Given the capabilities and targets of Naikon APT, it becomes clear that the purpose behind the attacks is to spy on the target governments and gather intelligence on them. The group is gathering specific documents from their targets within government departments, and also grabbing data from removable drives, collecting screenshots of infected computers, and using the stolen data for espionage.

If all that wasn’t bad enough, Naikon APT has proven adept at evading detection when passing through government networks. The group does this by compromising servers within an infected ministry and using those computers as a command and control server to collect and send the stolen data. It is almost impossible to trace them thanks to this infection method. This was one of the ways that they were able to avoid detection for five years.
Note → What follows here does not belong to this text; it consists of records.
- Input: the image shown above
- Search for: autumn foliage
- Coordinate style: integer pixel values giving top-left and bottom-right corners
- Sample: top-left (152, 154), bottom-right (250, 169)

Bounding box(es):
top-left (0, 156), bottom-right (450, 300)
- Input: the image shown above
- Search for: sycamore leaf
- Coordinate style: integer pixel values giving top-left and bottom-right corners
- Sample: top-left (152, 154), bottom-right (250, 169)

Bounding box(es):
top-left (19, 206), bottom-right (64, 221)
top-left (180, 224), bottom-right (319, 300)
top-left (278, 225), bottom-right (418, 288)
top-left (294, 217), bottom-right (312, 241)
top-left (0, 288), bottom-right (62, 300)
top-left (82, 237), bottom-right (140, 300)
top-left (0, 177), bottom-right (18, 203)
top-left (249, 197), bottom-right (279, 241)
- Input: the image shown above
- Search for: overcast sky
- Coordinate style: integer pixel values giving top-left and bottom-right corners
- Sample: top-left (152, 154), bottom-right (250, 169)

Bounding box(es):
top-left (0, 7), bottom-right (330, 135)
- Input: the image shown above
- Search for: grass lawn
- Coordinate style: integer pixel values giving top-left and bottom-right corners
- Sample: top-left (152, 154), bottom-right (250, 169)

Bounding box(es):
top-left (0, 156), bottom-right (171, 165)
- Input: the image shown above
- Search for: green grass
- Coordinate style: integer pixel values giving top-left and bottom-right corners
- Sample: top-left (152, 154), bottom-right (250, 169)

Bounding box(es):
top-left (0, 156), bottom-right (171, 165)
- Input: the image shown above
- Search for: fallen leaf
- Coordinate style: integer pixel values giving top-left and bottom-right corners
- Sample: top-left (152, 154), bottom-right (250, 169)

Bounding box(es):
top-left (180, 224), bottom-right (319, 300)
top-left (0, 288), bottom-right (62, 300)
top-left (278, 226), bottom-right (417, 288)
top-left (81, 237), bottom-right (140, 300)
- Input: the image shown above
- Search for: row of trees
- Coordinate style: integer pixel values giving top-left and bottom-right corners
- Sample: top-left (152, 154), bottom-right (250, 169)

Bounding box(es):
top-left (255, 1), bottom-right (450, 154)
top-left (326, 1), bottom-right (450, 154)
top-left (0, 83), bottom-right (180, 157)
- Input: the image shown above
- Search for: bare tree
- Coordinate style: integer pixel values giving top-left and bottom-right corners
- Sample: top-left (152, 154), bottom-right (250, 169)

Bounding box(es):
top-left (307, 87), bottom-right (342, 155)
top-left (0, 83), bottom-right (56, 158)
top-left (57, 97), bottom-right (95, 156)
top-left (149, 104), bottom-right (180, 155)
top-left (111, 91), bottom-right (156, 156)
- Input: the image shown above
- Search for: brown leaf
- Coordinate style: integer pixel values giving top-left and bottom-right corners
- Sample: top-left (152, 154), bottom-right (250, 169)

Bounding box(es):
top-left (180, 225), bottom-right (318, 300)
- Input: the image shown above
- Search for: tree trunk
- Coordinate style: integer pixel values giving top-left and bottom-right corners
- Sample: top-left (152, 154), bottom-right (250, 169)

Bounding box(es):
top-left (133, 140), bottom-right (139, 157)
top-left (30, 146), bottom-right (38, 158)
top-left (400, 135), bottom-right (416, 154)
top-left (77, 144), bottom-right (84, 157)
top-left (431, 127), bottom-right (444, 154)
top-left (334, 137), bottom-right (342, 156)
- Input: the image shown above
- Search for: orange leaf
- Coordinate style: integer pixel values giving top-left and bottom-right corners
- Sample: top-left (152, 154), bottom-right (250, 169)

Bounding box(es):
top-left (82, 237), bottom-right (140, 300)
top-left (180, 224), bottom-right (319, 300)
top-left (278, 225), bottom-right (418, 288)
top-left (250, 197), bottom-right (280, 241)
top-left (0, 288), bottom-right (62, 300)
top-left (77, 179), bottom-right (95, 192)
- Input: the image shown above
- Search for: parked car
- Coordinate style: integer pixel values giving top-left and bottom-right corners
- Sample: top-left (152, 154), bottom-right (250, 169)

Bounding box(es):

The Aria-Body Infection Chain

Research shows the group has several different ways to infect computers with Aria-Body. The investigation into the group started when researchers spotted a malicious email sent to the Australian state government by a government embassy in the region. The infected document was called “The Indians Way” and was an RTF file. The file was weaponized with the RoyalRoad exploit builder, which drops the intel.wll loader into the Word folder on the computer. The loader attempts to download the next stage of infection from spool.jtjewifyn[.]com and execute it.
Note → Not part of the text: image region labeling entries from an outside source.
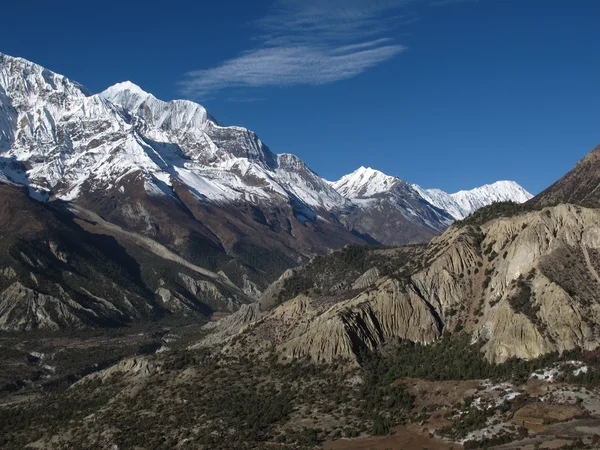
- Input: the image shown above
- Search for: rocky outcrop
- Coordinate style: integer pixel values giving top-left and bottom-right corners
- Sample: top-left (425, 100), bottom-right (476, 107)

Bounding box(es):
top-left (190, 303), bottom-right (261, 348)
top-left (0, 281), bottom-right (88, 331)
top-left (215, 205), bottom-right (600, 362)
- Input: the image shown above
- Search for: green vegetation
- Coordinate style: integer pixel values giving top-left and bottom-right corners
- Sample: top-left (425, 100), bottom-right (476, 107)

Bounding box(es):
top-left (363, 334), bottom-right (577, 383)
top-left (278, 245), bottom-right (422, 303)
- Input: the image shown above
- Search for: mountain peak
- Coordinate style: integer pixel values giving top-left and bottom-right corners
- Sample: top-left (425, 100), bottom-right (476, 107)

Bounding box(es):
top-left (412, 180), bottom-right (532, 220)
top-left (104, 80), bottom-right (150, 95)
top-left (332, 166), bottom-right (400, 198)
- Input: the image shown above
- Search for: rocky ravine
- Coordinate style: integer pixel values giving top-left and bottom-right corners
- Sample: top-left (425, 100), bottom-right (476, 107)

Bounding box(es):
top-left (200, 205), bottom-right (600, 362)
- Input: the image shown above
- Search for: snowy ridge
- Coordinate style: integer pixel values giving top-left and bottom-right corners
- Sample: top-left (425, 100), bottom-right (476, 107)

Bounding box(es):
top-left (0, 53), bottom-right (531, 242)
top-left (0, 55), bottom-right (346, 213)
top-left (413, 181), bottom-right (533, 220)
top-left (331, 167), bottom-right (400, 198)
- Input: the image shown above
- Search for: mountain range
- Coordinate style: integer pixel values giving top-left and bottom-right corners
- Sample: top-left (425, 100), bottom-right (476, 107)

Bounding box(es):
top-left (0, 54), bottom-right (531, 327)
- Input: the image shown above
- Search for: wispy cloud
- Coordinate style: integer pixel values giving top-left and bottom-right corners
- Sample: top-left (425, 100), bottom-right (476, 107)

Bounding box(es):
top-left (179, 0), bottom-right (414, 97)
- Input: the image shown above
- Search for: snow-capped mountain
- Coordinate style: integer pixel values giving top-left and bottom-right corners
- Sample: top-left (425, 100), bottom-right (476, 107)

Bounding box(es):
top-left (330, 167), bottom-right (453, 245)
top-left (331, 166), bottom-right (401, 198)
top-left (413, 181), bottom-right (533, 220)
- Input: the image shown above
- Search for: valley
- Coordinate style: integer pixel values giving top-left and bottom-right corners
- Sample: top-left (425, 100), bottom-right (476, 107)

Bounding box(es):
top-left (0, 48), bottom-right (600, 450)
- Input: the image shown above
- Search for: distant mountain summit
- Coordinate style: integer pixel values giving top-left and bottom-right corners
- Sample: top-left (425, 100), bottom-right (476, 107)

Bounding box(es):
top-left (0, 50), bottom-right (536, 316)
top-left (413, 181), bottom-right (533, 220)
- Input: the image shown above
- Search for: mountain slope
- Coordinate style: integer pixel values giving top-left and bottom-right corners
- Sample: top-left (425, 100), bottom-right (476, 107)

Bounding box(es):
top-left (0, 54), bottom-right (536, 302)
top-left (530, 145), bottom-right (600, 208)
top-left (201, 144), bottom-right (600, 364)
top-left (0, 51), bottom-right (365, 286)
top-left (413, 181), bottom-right (532, 220)
top-left (0, 184), bottom-right (250, 331)
top-left (331, 167), bottom-right (452, 245)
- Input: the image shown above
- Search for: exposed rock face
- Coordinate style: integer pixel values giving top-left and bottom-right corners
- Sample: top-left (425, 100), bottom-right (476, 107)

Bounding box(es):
top-left (191, 303), bottom-right (262, 348)
top-left (530, 145), bottom-right (600, 207)
top-left (204, 205), bottom-right (600, 362)
top-left (0, 184), bottom-right (250, 330)
top-left (75, 356), bottom-right (162, 385)
top-left (0, 281), bottom-right (87, 331)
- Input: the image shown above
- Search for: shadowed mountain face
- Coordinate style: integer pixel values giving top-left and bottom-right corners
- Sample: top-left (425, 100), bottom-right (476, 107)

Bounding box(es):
top-left (199, 143), bottom-right (600, 363)
top-left (0, 184), bottom-right (249, 331)
top-left (530, 145), bottom-right (600, 208)
top-left (0, 54), bottom-right (536, 328)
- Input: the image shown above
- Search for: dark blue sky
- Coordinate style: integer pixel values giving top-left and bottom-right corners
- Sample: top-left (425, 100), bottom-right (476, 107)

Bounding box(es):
top-left (0, 0), bottom-right (600, 193)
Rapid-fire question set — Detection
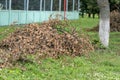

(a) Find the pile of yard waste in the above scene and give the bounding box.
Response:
[90,11,120,32]
[0,19,94,65]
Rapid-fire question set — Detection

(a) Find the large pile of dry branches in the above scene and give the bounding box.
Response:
[0,19,94,67]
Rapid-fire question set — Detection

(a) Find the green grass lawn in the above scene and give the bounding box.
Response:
[0,17,120,80]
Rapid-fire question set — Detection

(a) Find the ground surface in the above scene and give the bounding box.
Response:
[0,18,120,80]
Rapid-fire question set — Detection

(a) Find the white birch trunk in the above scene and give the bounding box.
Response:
[97,0,110,47]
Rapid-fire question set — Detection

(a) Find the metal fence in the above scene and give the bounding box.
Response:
[0,0,79,26]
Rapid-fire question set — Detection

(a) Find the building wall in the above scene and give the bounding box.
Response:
[0,10,79,26]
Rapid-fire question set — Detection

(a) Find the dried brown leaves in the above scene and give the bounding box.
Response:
[0,19,94,67]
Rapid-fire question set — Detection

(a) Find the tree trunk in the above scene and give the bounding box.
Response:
[97,0,110,47]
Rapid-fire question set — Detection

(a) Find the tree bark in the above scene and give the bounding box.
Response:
[97,0,110,47]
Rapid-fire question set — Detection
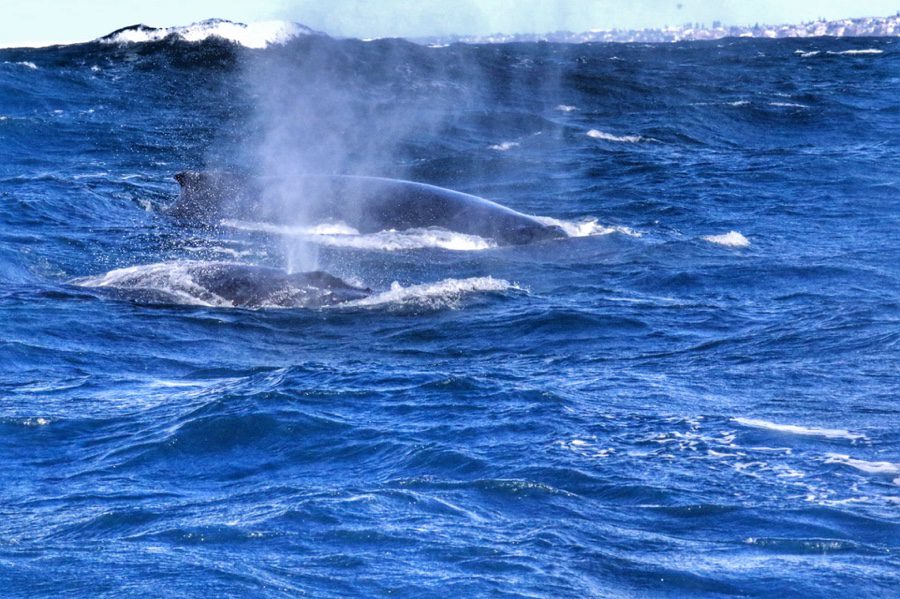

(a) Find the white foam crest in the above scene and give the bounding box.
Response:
[534,216,641,237]
[828,48,884,56]
[733,418,866,441]
[222,220,497,252]
[825,453,900,485]
[100,19,312,48]
[769,102,809,108]
[343,277,521,309]
[72,260,232,307]
[703,231,750,248]
[585,129,649,144]
[488,141,519,152]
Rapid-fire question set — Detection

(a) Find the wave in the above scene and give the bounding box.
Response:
[96,19,314,49]
[585,129,650,144]
[794,48,884,58]
[488,141,519,152]
[825,453,900,485]
[734,418,866,441]
[342,277,522,310]
[703,231,750,248]
[828,48,884,56]
[3,60,38,71]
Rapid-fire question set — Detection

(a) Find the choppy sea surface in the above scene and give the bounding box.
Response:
[0,25,900,597]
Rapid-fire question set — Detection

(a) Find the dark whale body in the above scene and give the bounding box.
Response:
[168,171,566,245]
[72,262,372,308]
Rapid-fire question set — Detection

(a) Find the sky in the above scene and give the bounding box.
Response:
[0,0,900,47]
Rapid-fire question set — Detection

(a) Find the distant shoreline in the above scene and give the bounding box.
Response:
[410,12,900,44]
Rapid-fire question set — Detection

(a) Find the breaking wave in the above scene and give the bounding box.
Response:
[97,19,313,49]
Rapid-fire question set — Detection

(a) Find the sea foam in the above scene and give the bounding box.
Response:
[222,220,497,252]
[734,418,866,441]
[703,231,750,248]
[585,129,647,144]
[344,277,521,309]
[98,19,312,48]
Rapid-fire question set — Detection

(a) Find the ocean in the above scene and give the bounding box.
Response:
[0,24,900,597]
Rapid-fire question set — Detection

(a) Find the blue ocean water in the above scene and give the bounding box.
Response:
[0,30,900,597]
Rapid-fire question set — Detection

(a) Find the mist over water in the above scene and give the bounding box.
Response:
[0,22,900,597]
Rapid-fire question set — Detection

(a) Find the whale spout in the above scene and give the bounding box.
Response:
[167,171,566,245]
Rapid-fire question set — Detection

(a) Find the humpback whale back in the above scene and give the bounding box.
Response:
[72,261,372,308]
[169,171,565,245]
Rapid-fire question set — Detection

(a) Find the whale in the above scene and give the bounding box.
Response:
[71,261,372,308]
[166,171,566,245]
This wouldn’t be the first time that hackers have used the RoyalRoad malware to make the final delivery. Other ATP groups, such as Vicious Panda, also use the RoyalRoad delivery method. Naikon has also been seen using archive files that contain legitimate files loaded with malicious DLL files. This method takes advantage of Outlook and other legitimate executable files to conduct a cyber-attack on a target. Naikon APT appears to have gotten very adept at hiding in plain sight.
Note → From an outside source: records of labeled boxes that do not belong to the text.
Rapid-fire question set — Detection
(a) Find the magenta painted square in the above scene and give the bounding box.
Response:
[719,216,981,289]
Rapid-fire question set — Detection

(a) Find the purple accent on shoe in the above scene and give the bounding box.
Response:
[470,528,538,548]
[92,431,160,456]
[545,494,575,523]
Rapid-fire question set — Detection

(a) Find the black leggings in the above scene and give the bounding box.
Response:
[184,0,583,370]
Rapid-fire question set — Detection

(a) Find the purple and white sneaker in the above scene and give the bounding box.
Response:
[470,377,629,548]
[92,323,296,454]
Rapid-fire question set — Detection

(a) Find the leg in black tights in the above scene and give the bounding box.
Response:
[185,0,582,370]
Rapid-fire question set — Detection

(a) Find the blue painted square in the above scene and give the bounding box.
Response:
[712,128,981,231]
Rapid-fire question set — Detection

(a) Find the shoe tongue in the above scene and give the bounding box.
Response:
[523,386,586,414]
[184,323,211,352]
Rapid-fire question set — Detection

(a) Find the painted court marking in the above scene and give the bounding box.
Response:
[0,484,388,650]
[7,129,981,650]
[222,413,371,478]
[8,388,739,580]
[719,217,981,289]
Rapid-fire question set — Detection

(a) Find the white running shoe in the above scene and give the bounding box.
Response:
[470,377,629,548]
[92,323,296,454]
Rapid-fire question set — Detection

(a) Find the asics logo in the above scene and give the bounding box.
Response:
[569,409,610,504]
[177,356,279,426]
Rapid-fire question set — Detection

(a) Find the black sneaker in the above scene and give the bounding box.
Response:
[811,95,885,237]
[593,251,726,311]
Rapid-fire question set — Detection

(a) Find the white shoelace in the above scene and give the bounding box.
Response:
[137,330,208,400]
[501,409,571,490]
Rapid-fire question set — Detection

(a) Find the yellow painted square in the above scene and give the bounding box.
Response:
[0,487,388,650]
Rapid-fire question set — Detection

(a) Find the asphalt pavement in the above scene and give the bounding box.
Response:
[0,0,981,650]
Naikon's First-stage Loader

Before the Aria-body RAT is deployed, the first-stage loader performs a number of tasks on the infected system. The loader is responsible for ensuring persistence on the victim's machine, often using the Startup folder. Then the payload injects itself into another process, with some examples of targeted processes being dllhost.exe and rundll32.exe. The loader decrypts its configuration and contacts the C&C to download the next stage payload - the Aria-body RAT, which is then decrypted and loaded.

naikon apt process path
Naikon's Aria-body Process Path

A Closer Look at Aria-body

The recent attacks carried out by Naikon once again used the Aria-body custom RAT, likely developed by the APT for its purposes. The filename of the payload is what researchers used for its name - aria-body-dllx86.dll. The custom RAT has the functionality found in most other RATs:

  • manipulation of files and directories
  • taking screenshots
  • searching for files
  • launching files using the ShellExecute function
  • closing a TCP session
  • checking a victim system's location, using Amazon's 'checkip' service

Researchers have spotted different instances of Aria-body that had some of the following functionality as well:

  • gathering USB data
  • keystroke logger
  • reverse socks proxy

Aria-body's first task is to scrape as much information about the victim system as possible. Details collected include host name, username, OS version, CPU frequency, MachineGUID key and public IP address. The collected chunk of data is zipped with a randomly generated password that is then encrypted.

The RAT can communicate with its C&C servers using either HTTP or TCP. Which of the protocols is used is determined by a flag in the loader's configuration. The victim zipped system data is transferred to the C&C together with the encrypted archive password. After the transfer is complete, the RAT starts listening to its C&C for incoming commands.